In any case, the notion of emptiness is a double-edged sword. On the one hand, all phenomena, even the pure lands of the Buddhas are impermanent and have a contingent existence. This is the understanding of emptiness that most Buddhists are familiar with, and is implied in the First Dharma Seal, and the First Noble Truth.
This notion of decline and impermanence even applies to Buddhism as a religious institution, though not to the Dharma itself. This notion of Dharma Decline is discussed in more detail in Buddhism 103.
When viewed in this light, emptiness seems to be entirely negative. However, on the other hand, as Nagarjuna himself wrote:
sarvaṃ ca yujyate tasya śūnyatā yasya yujyate
sarvaṃ na yujyate tasya śūnyaṃ yasya na yujyate
All is possible when emptiness is possible.
Nothing is possible when emptiness is impossible.

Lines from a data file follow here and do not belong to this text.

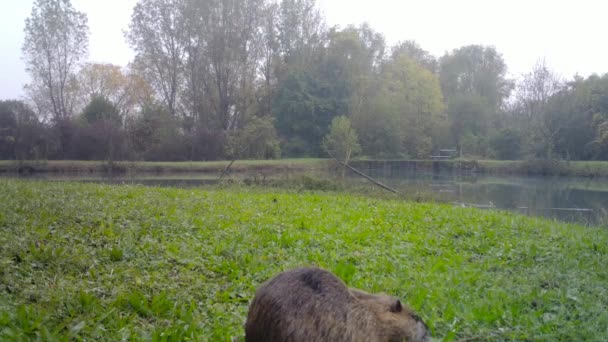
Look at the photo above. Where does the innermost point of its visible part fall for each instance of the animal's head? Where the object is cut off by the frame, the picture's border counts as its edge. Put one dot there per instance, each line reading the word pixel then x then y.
pixel 398 321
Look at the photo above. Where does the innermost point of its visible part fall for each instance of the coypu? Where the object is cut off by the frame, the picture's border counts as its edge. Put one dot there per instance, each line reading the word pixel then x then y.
pixel 312 304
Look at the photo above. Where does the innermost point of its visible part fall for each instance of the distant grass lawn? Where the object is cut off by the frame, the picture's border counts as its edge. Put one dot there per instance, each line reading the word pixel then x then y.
pixel 99 262
pixel 140 166
pixel 512 167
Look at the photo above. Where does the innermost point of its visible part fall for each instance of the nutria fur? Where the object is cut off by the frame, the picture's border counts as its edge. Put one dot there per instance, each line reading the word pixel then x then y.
pixel 311 304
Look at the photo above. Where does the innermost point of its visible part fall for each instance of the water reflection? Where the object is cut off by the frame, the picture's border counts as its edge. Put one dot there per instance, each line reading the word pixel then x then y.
pixel 570 199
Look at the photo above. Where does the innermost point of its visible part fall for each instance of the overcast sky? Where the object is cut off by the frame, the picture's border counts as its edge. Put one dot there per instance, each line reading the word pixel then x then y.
pixel 570 35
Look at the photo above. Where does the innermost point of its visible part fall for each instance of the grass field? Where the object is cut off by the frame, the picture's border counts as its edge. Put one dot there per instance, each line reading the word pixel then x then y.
pixel 80 166
pixel 499 167
pixel 99 262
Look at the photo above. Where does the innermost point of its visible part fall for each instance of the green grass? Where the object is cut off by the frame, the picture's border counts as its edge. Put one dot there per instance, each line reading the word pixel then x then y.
pixel 79 166
pixel 98 262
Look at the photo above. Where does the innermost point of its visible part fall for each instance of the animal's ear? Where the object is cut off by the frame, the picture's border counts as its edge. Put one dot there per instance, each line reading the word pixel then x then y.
pixel 396 306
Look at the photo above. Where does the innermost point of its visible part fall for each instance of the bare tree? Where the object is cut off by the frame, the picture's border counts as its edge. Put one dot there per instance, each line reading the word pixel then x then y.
pixel 56 40
pixel 156 33
pixel 542 122
pixel 536 88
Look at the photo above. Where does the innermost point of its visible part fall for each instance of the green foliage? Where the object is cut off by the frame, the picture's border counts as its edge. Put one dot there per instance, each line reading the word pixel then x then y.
pixel 506 144
pixel 412 100
pixel 191 260
pixel 342 141
pixel 476 70
pixel 304 106
pixel 21 134
pixel 101 109
pixel 257 140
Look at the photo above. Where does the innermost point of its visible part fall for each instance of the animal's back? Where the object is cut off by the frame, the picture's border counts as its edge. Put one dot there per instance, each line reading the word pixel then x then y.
pixel 297 302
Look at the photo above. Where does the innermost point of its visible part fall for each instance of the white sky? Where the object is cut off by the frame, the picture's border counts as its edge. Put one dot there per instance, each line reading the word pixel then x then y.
pixel 570 35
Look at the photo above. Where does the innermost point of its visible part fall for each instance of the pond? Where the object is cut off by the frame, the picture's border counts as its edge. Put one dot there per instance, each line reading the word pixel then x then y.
pixel 570 199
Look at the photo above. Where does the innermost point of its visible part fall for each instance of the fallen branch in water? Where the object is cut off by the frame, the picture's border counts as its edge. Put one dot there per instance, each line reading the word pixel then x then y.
pixel 386 187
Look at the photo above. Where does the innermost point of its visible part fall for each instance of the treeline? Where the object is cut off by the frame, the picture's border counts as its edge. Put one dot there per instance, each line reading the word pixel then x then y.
pixel 219 79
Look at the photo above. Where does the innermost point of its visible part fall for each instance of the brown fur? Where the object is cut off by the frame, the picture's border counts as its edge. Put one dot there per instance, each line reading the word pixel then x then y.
pixel 311 304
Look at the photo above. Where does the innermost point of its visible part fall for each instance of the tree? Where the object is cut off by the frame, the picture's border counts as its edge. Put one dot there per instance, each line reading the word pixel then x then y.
pixel 536 88
pixel 157 34
pixel 56 39
pixel 342 141
pixel 413 94
pixel 257 140
pixel 22 136
pixel 301 30
pixel 476 70
pixel 469 118
pixel 109 82
pixel 411 49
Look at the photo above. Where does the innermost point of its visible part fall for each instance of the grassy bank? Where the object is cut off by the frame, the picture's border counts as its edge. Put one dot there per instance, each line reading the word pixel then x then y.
pixel 497 167
pixel 98 262
pixel 75 166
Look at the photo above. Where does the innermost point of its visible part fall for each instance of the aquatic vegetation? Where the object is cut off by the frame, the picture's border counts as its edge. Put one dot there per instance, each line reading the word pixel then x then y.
pixel 100 262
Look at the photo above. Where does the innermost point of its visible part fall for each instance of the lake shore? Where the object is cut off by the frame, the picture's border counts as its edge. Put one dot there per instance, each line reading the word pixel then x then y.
pixel 493 167
pixel 146 262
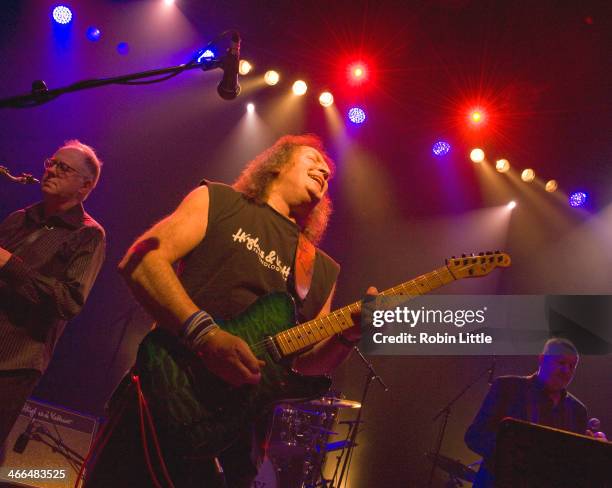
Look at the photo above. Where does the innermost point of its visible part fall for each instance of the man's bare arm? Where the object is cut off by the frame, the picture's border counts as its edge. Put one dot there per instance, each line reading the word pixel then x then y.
pixel 147 268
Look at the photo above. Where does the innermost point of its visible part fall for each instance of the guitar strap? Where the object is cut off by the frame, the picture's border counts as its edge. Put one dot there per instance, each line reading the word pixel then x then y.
pixel 304 266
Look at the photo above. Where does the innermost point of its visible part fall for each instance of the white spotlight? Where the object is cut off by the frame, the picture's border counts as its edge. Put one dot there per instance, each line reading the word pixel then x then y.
pixel 502 165
pixel 326 99
pixel 271 77
pixel 551 186
pixel 477 155
pixel 244 67
pixel 299 88
pixel 528 175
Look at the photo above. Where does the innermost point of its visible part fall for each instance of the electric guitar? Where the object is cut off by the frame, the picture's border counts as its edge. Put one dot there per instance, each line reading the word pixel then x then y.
pixel 197 414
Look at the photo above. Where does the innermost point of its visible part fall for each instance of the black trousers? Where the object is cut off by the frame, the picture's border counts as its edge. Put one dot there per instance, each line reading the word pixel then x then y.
pixel 118 459
pixel 15 388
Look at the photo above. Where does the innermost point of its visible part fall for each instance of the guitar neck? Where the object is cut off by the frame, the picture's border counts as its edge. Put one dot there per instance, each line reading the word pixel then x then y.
pixel 304 335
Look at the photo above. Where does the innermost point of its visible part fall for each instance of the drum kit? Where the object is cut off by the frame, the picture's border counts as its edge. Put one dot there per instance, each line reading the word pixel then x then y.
pixel 298 441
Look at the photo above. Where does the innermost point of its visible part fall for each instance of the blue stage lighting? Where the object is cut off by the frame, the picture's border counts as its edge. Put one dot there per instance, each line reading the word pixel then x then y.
pixel 123 48
pixel 356 115
pixel 206 55
pixel 62 14
pixel 93 34
pixel 578 199
pixel 441 148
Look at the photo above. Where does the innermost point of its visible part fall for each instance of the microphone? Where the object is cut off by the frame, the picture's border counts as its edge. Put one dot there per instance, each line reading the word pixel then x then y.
pixel 25 436
pixel 24 178
pixel 594 424
pixel 228 87
pixel 491 372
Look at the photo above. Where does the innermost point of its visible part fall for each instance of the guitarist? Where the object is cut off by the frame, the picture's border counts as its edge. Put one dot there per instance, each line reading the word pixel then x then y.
pixel 233 245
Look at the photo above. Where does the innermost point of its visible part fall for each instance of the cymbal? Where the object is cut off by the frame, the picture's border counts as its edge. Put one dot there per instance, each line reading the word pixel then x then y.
pixel 334 403
pixel 453 467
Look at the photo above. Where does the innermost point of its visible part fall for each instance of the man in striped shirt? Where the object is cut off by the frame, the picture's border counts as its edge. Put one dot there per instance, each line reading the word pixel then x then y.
pixel 50 255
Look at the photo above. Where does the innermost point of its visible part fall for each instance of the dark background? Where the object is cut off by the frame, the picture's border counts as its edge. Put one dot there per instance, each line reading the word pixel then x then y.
pixel 542 72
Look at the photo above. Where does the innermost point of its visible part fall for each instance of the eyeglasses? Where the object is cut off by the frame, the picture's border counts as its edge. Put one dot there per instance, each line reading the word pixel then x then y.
pixel 61 167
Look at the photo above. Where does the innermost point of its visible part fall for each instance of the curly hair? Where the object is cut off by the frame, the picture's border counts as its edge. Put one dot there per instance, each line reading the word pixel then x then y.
pixel 254 181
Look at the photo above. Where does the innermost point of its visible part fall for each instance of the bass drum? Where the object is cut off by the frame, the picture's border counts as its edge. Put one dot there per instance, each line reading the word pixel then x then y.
pixel 267 476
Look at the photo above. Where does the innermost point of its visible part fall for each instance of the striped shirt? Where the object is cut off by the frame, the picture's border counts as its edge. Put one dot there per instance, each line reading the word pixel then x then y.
pixel 54 264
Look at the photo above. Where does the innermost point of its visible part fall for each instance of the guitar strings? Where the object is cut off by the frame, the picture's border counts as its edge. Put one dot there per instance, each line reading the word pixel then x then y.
pixel 264 345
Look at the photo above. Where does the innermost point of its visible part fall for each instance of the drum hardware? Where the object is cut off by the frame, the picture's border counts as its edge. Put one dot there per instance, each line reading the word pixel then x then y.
pixel 456 469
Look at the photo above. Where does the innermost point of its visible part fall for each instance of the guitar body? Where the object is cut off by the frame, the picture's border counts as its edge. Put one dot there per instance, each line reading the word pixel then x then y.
pixel 197 413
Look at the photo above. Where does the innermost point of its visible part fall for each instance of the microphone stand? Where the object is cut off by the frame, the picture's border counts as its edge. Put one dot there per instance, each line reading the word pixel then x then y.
pixel 446 412
pixel 354 429
pixel 57 445
pixel 40 94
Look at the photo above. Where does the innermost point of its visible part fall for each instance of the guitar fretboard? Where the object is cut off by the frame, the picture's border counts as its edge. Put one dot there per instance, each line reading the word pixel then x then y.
pixel 304 335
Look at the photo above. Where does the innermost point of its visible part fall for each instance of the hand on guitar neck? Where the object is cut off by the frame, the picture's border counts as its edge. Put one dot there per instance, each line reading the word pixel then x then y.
pixel 354 333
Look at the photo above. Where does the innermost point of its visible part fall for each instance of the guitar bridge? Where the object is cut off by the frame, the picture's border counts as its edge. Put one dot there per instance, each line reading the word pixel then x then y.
pixel 273 349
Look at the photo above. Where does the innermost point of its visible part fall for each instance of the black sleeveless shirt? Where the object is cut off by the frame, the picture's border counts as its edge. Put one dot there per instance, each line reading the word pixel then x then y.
pixel 249 251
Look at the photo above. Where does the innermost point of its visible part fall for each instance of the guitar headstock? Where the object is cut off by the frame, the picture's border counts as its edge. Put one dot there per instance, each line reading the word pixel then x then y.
pixel 475 265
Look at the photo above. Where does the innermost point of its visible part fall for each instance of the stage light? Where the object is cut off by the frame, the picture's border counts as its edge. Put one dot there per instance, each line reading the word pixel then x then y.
pixel 244 67
pixel 502 165
pixel 528 175
pixel 326 99
pixel 477 155
pixel 123 48
pixel 62 14
pixel 356 115
pixel 578 199
pixel 271 77
pixel 440 148
pixel 93 34
pixel 551 186
pixel 477 117
pixel 357 73
pixel 300 88
pixel 205 55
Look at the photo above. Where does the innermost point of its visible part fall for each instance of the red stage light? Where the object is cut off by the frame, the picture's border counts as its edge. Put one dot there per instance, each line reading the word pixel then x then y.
pixel 357 73
pixel 477 116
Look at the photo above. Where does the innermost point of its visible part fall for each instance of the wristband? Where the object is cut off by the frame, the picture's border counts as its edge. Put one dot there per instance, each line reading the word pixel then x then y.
pixel 198 329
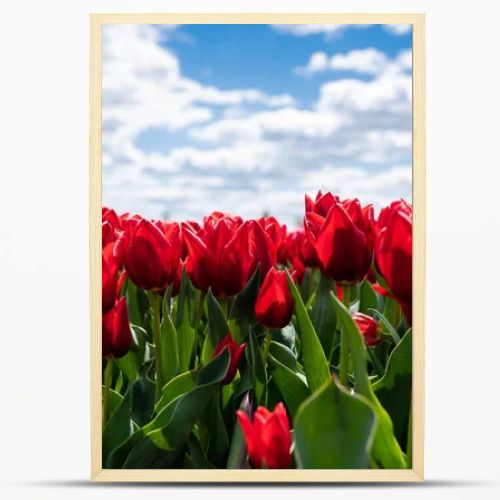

The implication here is that even a defiled and ignorant mind, through the right causes and conditions can change into the mind of a bodhisattva. The mind consumed with hatred or lust, can become the mind of goodwill, a person consumed with bad habits can eventually change under the right circumstances, and so on. This also helps to explain why all sentient beings have the potential to achieve Buddhahood.
Finally, the interconnectedness of all phenomena assures us that even in our most difficult times, we are still connected to such beings as Kannon Bodhisattva and Amitabha Buddha, and they in turn hold us in their thoughts.